Embryogenesis of male external genitalia

The principle of hypospadias repairs apply to the repair of congenital anterior urethral fistula as well. But it is important to tailor the surgical technique according to the site and size of the fistula. Before planning a repair, it is important to rule out Y type urethral duplication and check the patency and calibre of the distal urethra. It is also important to note the quality of spongiosum distal to the fistula. Meatal stenosis must be corrected before repairing the fistula. Cases where there is hypospdias along with a fistula overlying a skin tunnel it is imperative to do a formal hypospadias repair. The skin tunnel is opened up till the real meatus and healthy spongiosum is reached. The chordee is released and formal urethroplasty is done either in same stage or in second stage.

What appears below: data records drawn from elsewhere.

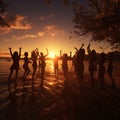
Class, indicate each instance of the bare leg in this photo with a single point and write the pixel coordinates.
(16, 76)
(9, 80)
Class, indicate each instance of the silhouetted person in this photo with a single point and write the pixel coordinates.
(101, 70)
(15, 66)
(92, 63)
(55, 62)
(110, 68)
(79, 64)
(43, 64)
(65, 59)
(25, 65)
(65, 65)
(34, 56)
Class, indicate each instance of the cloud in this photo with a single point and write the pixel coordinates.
(46, 17)
(41, 34)
(51, 30)
(41, 18)
(18, 22)
(24, 37)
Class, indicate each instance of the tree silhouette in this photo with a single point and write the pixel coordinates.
(100, 18)
(3, 9)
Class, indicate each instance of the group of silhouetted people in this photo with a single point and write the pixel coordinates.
(78, 63)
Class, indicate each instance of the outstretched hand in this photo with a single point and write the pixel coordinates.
(9, 48)
(89, 45)
(82, 44)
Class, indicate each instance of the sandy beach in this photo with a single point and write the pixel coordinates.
(56, 103)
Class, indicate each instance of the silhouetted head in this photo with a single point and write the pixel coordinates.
(41, 53)
(93, 52)
(65, 55)
(102, 55)
(26, 54)
(15, 53)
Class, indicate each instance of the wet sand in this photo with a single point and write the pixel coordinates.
(54, 102)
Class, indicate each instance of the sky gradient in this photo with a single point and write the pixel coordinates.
(35, 24)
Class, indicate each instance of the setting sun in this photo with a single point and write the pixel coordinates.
(51, 55)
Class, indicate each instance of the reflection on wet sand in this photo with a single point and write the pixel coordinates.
(53, 102)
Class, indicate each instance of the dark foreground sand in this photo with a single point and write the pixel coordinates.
(56, 103)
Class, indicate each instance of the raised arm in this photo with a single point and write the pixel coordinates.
(76, 49)
(20, 51)
(47, 53)
(81, 46)
(88, 49)
(10, 51)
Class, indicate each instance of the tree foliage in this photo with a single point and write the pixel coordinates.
(100, 18)
(3, 9)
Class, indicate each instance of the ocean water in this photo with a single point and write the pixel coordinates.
(5, 65)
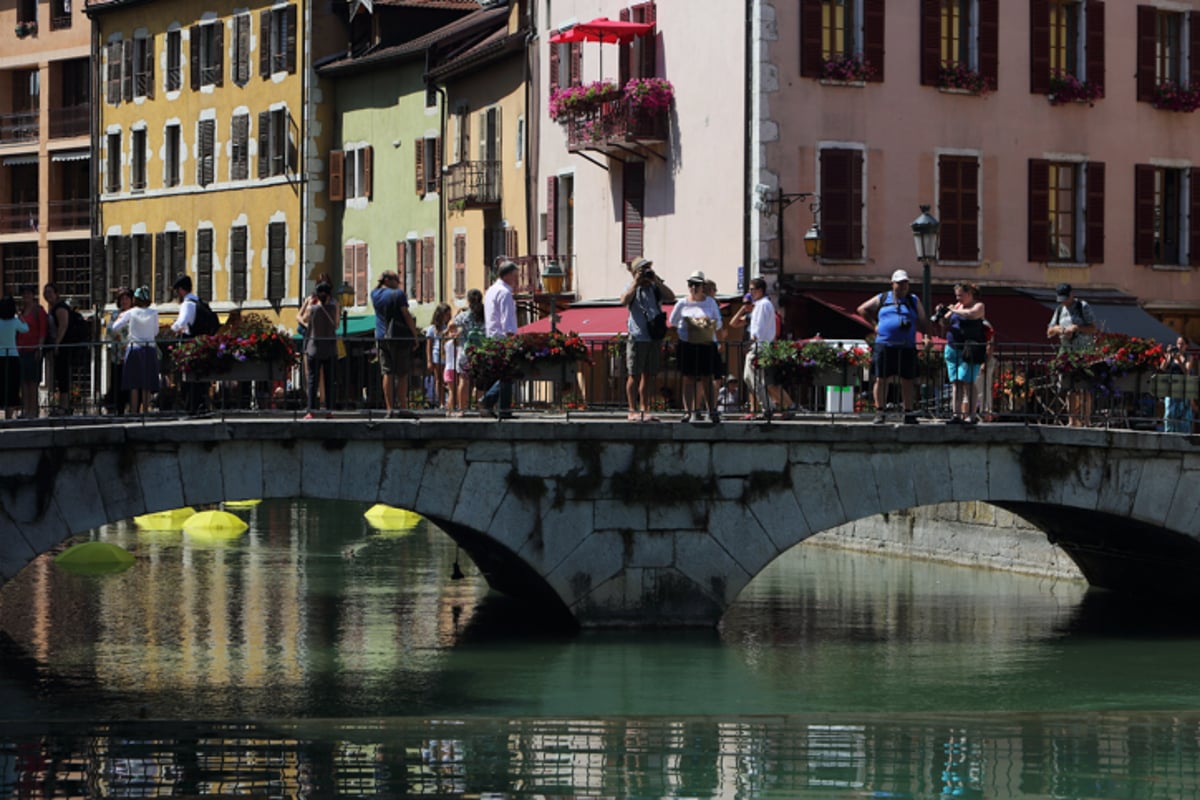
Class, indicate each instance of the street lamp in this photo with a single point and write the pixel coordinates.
(924, 239)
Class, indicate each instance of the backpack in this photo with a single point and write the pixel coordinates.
(205, 322)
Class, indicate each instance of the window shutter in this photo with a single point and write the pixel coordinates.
(264, 144)
(367, 155)
(276, 277)
(1194, 216)
(336, 175)
(553, 67)
(1093, 218)
(551, 216)
(264, 43)
(219, 46)
(1144, 214)
(811, 58)
(127, 70)
(634, 205)
(1039, 210)
(576, 64)
(989, 42)
(427, 269)
(204, 264)
(238, 264)
(1147, 46)
(419, 155)
(193, 46)
(873, 37)
(930, 41)
(1095, 42)
(160, 268)
(291, 53)
(1039, 47)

Treatment of isolated congenital anterior fistulas depends upon its size. Small fistulas ranging from pin-point to less than 0.5 mm as described by the authors can easily be primarily closed by freshening the edges and the skin is closed over it. Larger fistulas ranging from 0.5 to 1 cm can be closed with the help of turnover flaps based on the edge of the fistula.[4] Defects more than 1 cm can be closed by tubularized incised plate urethroplasty by giving urethral plate relaxing incision through the fistula or by Thiersch Duplay technique.[35] Dennis Brown principle has also been used in such defects where the urethral plate is buried under the skin flaps mobilized from the two sides of the fistula.[5] Fistulas more than 2 cm in width have significant tissue deficit both in urethra and skin cover. Such defects urethra can easily be addressed by bilamelar prepucial island flap where the inner prepucial skin reconstructs the urethra and the outer skin provides cover.[6] In these cases urethra can also be reconstructed by buccal mucosal grafts.[7] Recurrence of fistula after repair poses a major challenge both for congenital and post hypospadias repair fistulas. The overall recurrence rate in all types of fistula reported in the literature is about 10-30%.[5-7] This has inspired surgeons to device modalities of waterproofing. De-epithilialised turn over flaps interposed between urethral repair and the skin cover has been reported as techniques of water proofing.[8] In our experience, the dermal graft interposition also prevents recurrence of fistula. Avoiding the overlap of skin suture urethral suture line also reduces the chances of recurrence of the fistula. To achieve this rotation flap from the adjoining penile skin can be done so that flap suture line is away from the urethral repair.[4] Same purpose can be served by transposing the whole degloved penile skin ventrally to cover the urethral repair and having the skin suture line dorsally.[1]

This congenital defect is relatively rare and knowledge about this clinical entity along with high level of suspicion helps in the diagnosis.